Sunday, 28 January 2018

Monty's Book Review - Jan 2018

Monty's Book Review

January 2018

I've recently discovered Library Thing ( where you can sign up for authors to send you free copies of their ebooks in exchance for a fair and honest review left on either the Library Thing website or on Goodreads or Amazon.

I love reading and will read pretty much anything apart from mushy romance novels so this was a good opportunity to read books from new or less well know authors.
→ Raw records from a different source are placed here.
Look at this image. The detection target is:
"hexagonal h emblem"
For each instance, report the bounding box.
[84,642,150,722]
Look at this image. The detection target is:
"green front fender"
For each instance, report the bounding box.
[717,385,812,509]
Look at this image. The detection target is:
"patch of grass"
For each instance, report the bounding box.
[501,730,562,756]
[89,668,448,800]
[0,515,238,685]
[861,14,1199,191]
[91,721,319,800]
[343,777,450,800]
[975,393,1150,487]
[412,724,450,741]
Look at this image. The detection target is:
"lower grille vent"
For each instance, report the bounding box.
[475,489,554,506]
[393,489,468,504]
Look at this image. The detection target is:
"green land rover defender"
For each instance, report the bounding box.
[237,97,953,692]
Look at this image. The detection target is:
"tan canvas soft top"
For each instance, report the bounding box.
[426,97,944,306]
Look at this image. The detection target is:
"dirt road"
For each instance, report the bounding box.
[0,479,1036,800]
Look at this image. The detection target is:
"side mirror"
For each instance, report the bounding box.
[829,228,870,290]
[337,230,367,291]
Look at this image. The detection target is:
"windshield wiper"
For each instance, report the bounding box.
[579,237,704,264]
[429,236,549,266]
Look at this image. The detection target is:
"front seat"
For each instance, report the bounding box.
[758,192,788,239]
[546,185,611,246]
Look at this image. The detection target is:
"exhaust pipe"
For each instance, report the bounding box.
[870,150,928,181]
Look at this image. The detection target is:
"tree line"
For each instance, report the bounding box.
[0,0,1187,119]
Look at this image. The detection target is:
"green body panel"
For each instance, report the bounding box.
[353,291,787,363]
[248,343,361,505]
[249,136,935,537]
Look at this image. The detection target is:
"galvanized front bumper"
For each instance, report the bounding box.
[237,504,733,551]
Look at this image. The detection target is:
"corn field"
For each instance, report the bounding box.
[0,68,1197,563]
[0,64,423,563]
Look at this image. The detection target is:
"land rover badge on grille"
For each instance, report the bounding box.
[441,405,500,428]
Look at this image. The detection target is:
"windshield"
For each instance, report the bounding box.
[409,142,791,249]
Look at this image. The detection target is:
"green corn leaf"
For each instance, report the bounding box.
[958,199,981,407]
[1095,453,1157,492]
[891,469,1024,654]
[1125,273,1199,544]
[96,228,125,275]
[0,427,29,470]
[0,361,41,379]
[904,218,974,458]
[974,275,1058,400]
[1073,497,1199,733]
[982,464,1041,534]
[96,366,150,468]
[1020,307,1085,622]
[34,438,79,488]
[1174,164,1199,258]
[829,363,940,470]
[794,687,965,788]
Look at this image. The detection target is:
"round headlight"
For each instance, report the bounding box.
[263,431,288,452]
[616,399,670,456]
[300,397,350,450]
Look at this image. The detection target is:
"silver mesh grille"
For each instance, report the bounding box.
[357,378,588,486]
The first book I received was 

The Godungava by Joel Puga

The Godungava is a fantasy novella heavily influenced by the world of Dungeons & Dragons. The storyline is fairly well-paced but tends to get bogged down during the fight sequences which I feel are a little heavy on the description of the individual blows struck by the characters. The author has  clearly spend time developing the background for his universe and I can see potential for future titles to further develop some of the elements that are only touched on here. I would like to see a bit more character development for the main antagonists which would allow readers to invest more care in their eventual outcome but as this is just a relatively short story it would slow down the narrative and either cause the book to be over long or to remove some of the storyline.
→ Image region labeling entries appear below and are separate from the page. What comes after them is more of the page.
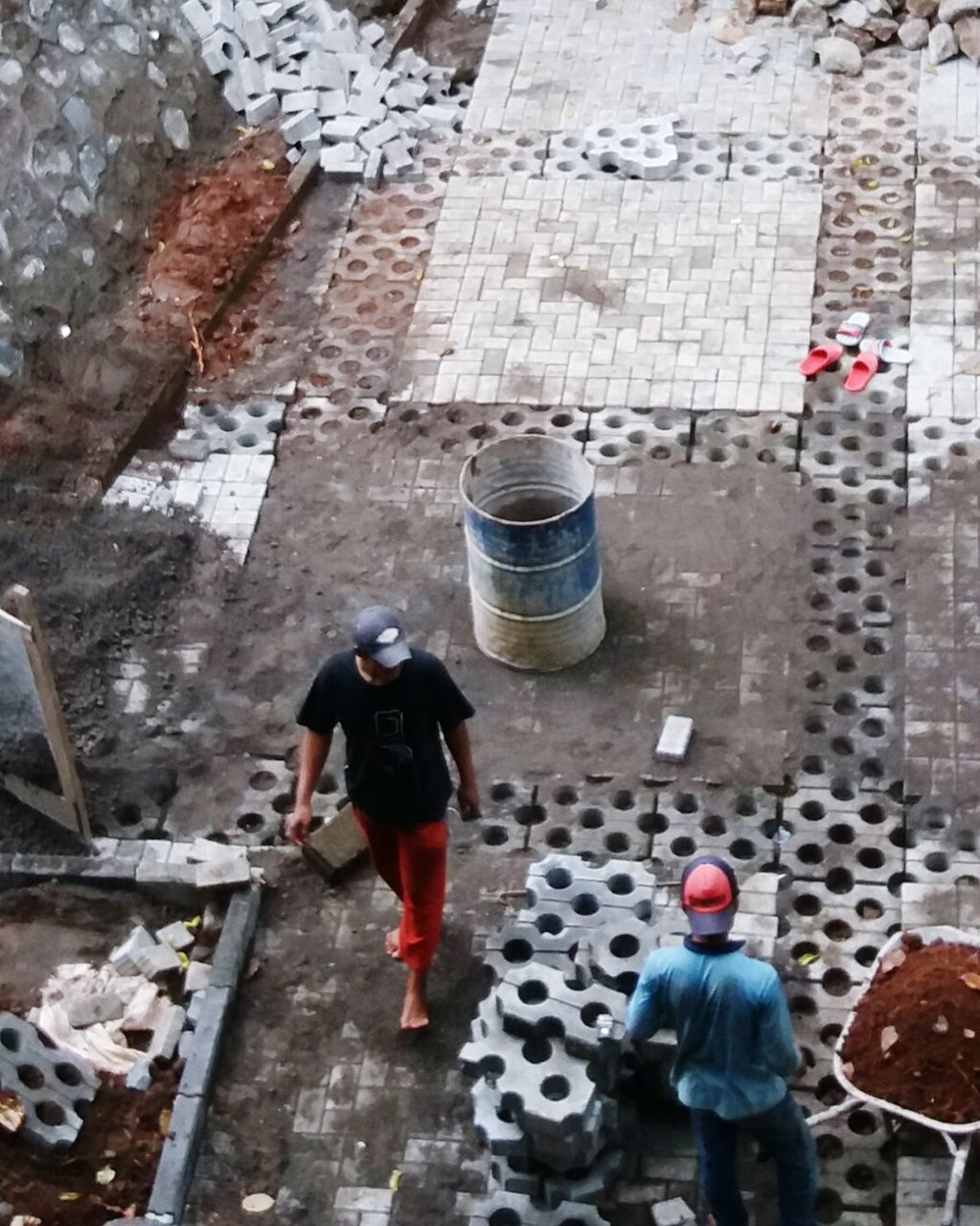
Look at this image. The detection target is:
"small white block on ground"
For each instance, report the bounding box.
[653,715,695,762]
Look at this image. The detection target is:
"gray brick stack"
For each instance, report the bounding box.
[181,0,463,183]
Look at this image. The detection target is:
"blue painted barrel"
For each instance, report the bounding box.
[460,434,605,671]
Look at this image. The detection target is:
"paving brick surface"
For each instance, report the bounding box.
[467,0,830,136]
[402,178,821,413]
[909,185,980,421]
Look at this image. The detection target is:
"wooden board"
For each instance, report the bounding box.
[0,583,92,841]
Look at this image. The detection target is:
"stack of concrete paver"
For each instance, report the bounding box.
[181,0,463,181]
[460,854,657,1209]
[0,1012,100,1150]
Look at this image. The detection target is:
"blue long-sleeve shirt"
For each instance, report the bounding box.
[627,939,800,1120]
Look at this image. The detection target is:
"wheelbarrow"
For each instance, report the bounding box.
[807,925,980,1226]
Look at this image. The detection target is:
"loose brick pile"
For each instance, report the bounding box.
[181,0,463,183]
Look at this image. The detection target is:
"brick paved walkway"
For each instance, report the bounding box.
[405,179,821,413]
[149,0,980,1226]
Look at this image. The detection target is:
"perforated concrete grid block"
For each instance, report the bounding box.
[451,131,550,178]
[823,136,916,200]
[585,408,695,465]
[0,1012,100,1148]
[469,1078,528,1159]
[727,135,823,183]
[388,402,589,456]
[171,398,285,459]
[916,136,980,197]
[805,551,904,637]
[583,117,677,179]
[800,410,906,489]
[779,823,905,884]
[650,787,779,876]
[671,135,732,183]
[526,852,656,920]
[775,920,888,990]
[483,917,581,980]
[469,1192,609,1226]
[587,916,659,994]
[830,45,920,142]
[780,870,901,933]
[691,413,800,472]
[809,502,901,552]
[801,706,901,783]
[481,776,649,861]
[907,413,980,481]
[220,758,346,847]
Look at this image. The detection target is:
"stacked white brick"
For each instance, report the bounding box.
[180,0,463,183]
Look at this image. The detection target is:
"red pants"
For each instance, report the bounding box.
[354,809,446,971]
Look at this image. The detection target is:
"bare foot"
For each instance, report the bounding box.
[401,971,429,1030]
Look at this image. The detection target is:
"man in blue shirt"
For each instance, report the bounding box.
[627,855,817,1226]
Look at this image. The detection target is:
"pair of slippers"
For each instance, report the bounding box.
[800,341,878,391]
[800,311,911,391]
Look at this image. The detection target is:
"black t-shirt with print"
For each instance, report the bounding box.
[298,648,473,829]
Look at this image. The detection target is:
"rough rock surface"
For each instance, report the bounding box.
[928,21,959,64]
[788,0,831,27]
[898,17,928,44]
[865,17,898,43]
[834,0,870,30]
[953,16,980,55]
[938,0,980,26]
[0,0,223,379]
[813,31,868,69]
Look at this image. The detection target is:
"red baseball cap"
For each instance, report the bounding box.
[681,855,739,937]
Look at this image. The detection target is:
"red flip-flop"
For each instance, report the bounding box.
[800,341,844,379]
[844,350,878,391]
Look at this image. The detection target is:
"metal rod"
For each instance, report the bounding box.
[807,1098,861,1128]
[942,1133,972,1226]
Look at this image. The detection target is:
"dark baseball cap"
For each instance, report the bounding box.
[681,855,739,937]
[354,604,412,669]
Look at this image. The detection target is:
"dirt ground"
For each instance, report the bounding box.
[0,883,186,1226]
[0,495,233,851]
[0,883,179,1014]
[0,1070,176,1226]
[0,131,288,496]
[843,936,980,1124]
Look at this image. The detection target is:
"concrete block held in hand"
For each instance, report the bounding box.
[307,805,367,870]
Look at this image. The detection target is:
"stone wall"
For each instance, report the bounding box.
[0,0,224,379]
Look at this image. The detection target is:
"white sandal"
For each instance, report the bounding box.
[861,337,913,367]
[836,310,871,346]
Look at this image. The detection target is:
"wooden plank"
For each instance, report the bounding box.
[5,583,92,841]
[0,774,79,830]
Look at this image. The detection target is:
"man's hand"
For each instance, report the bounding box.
[456,781,480,822]
[285,801,312,847]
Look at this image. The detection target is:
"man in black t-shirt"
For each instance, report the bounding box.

The names of some of the characters can be difficult to pronounce which causes momentary episodes where you are jerked out of the story in order to re-read them in order to pronounce them correctly.. Some of the names are also too similar which can create a tiny amount of confusion but this would be easy to solve if the book was to be published on a large scale in the future.

Despite what appears above to be a quite negative review, I actually enjoyed the story and with a simple bit of tidying up on the names and combat details this would be a good book for fantasy and D&D enthusiasts. One last point - if you are going to introduce a shorter, more easily pronounced, name for a character, stick to in in the text instead of jumping between the two names.
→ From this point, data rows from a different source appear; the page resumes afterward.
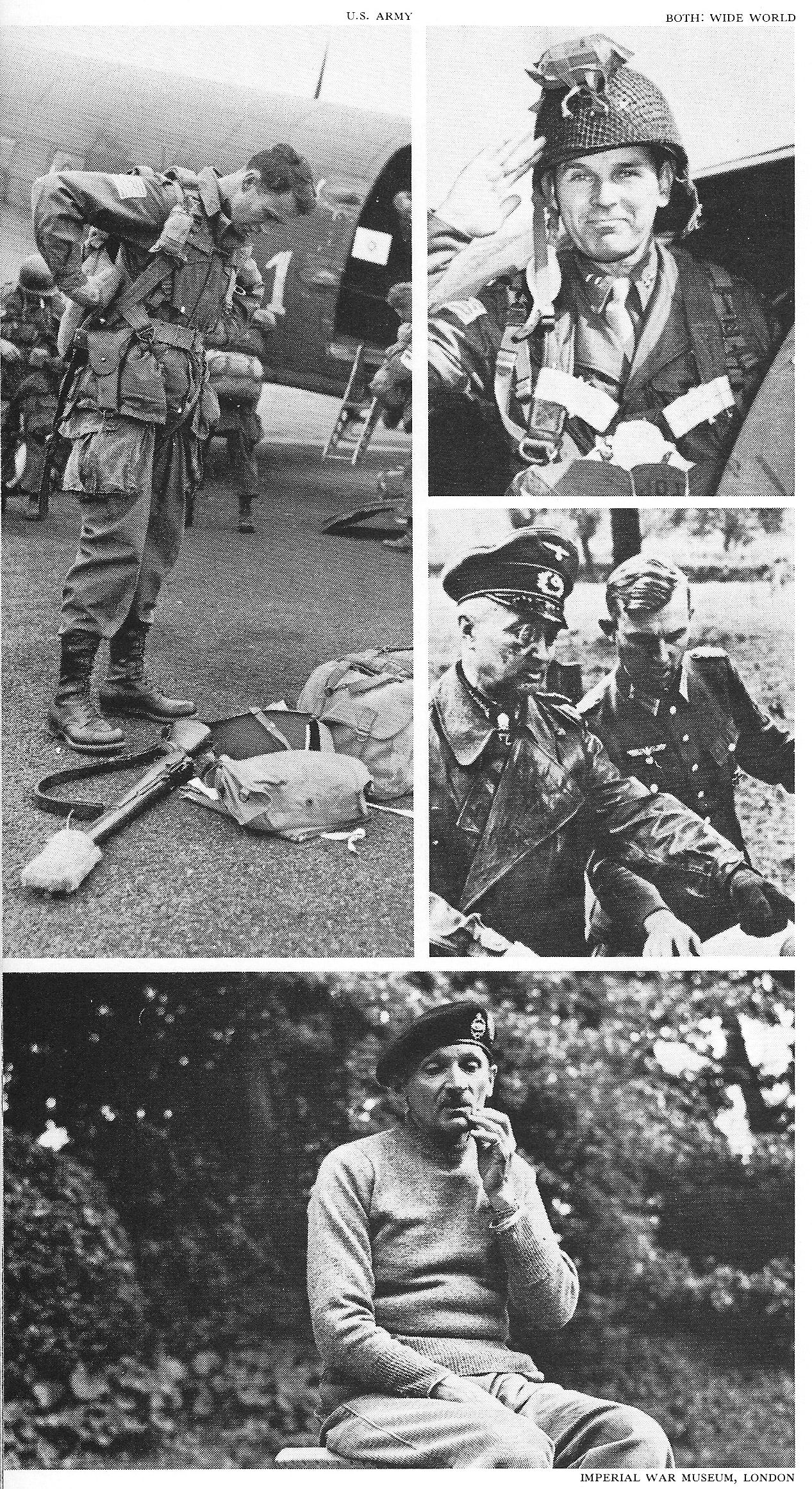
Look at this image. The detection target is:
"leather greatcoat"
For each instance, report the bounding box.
[578,646,795,940]
[429,667,743,956]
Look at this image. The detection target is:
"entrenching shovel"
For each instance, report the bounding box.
[21,719,211,895]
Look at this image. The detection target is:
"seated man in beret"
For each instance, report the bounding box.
[429,529,791,956]
[578,554,795,941]
[307,999,674,1470]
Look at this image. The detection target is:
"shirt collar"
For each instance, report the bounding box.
[617,654,690,718]
[572,243,659,315]
[434,667,496,767]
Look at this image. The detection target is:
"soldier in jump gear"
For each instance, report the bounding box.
[429,527,791,956]
[429,36,776,496]
[33,144,316,753]
[0,253,69,521]
[578,554,795,954]
[201,247,276,533]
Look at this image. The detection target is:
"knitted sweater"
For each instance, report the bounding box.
[307,1126,578,1410]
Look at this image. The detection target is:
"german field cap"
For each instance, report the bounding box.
[376,997,496,1085]
[442,527,578,626]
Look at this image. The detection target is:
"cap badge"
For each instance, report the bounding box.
[536,569,563,600]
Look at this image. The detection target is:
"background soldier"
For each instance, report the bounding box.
[429,37,776,494]
[0,253,69,521]
[33,144,316,753]
[578,554,795,941]
[429,529,791,956]
[199,254,276,533]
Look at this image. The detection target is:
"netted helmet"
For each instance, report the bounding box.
[529,36,699,234]
[19,253,55,295]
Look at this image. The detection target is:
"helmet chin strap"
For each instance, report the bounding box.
[515,190,559,341]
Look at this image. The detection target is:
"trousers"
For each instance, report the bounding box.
[322,1374,674,1470]
[225,404,262,497]
[60,412,200,637]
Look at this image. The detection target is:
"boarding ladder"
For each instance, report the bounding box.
[322,344,381,465]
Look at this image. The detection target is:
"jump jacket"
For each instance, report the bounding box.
[33,167,253,437]
[578,646,795,940]
[429,667,743,956]
[429,219,776,496]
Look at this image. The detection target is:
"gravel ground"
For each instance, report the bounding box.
[3,435,413,958]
All in all this was an interesting read which would be popular among its target audience.

The second book I received and read this month was

The Liars' Asylum by Jacob M Appel

The collection of eight short stories are all loosly related to unrequited love in one form or another.

The stories are well researched and written in an easy style which make then entertaining reading. Each one is thought provoking and leaves you pondering on where the story would go if it was to continue to look at the lives of the central characters. Each one is a snapshot into the life of one character and doesn't always finish with a conclusion to the problem at hand.

These are not short stories with a twist in the tail like Jeffrey Archer or Roald Dahl and they are not romantic love stories but each one is finely crafted and a joy to read. 


I also entered some giveaways on the Goodreads website ( and the first one I received was

Something Completely Odd by Chris Dyer


A delightful collection of short poetry, stories and opinion that in turn both entertain and make you think. It is a mixture of items both humorous and serious which in places had me reciting aloud to my family a few of the poems which made me laugh - Telly, My Little Friend and Bert in particular.

'Blue' would make a great meme and may end up in a frame on the wall at home

The opinion pieces which the author classifes as ramblings are all aimed at making the world a better place to live and shold be commended.

The short fiction piece gives you cause to think about your environment and the detrimental effect we, as a race, are having on the planet.

The lighter pieces of poetry are fun to read, especially aloud, and the more serious pieces create scenes which make good points for discussion or thought

I really enjoyed most of the pieces in the book and will definitely return to it to reread my favourite pieces again and again.

The second one from Goodreads was

Bobby 'Chicken Legs' Muldoon: Life and Love in the Gorbals


The book is written entirely in glaswegian and as a Sassenach I at first found it hard to read fluently as I needed to translate it as I went along BUT, by the end of the first chapter it clicked and the rest of the book flew by as I got wrapped up in the life of Bobby and his family trials and tribulations.

It reminds me of the Adrian Mole diaries which I read years ago and brought back memories of my own teenage years.

All-in-all this was an enjoyable read and I think it is worth Kate Donne writing a full, novel length, story about the characters as once you get the hang of the scots vernacular it is surprisingly fun to read.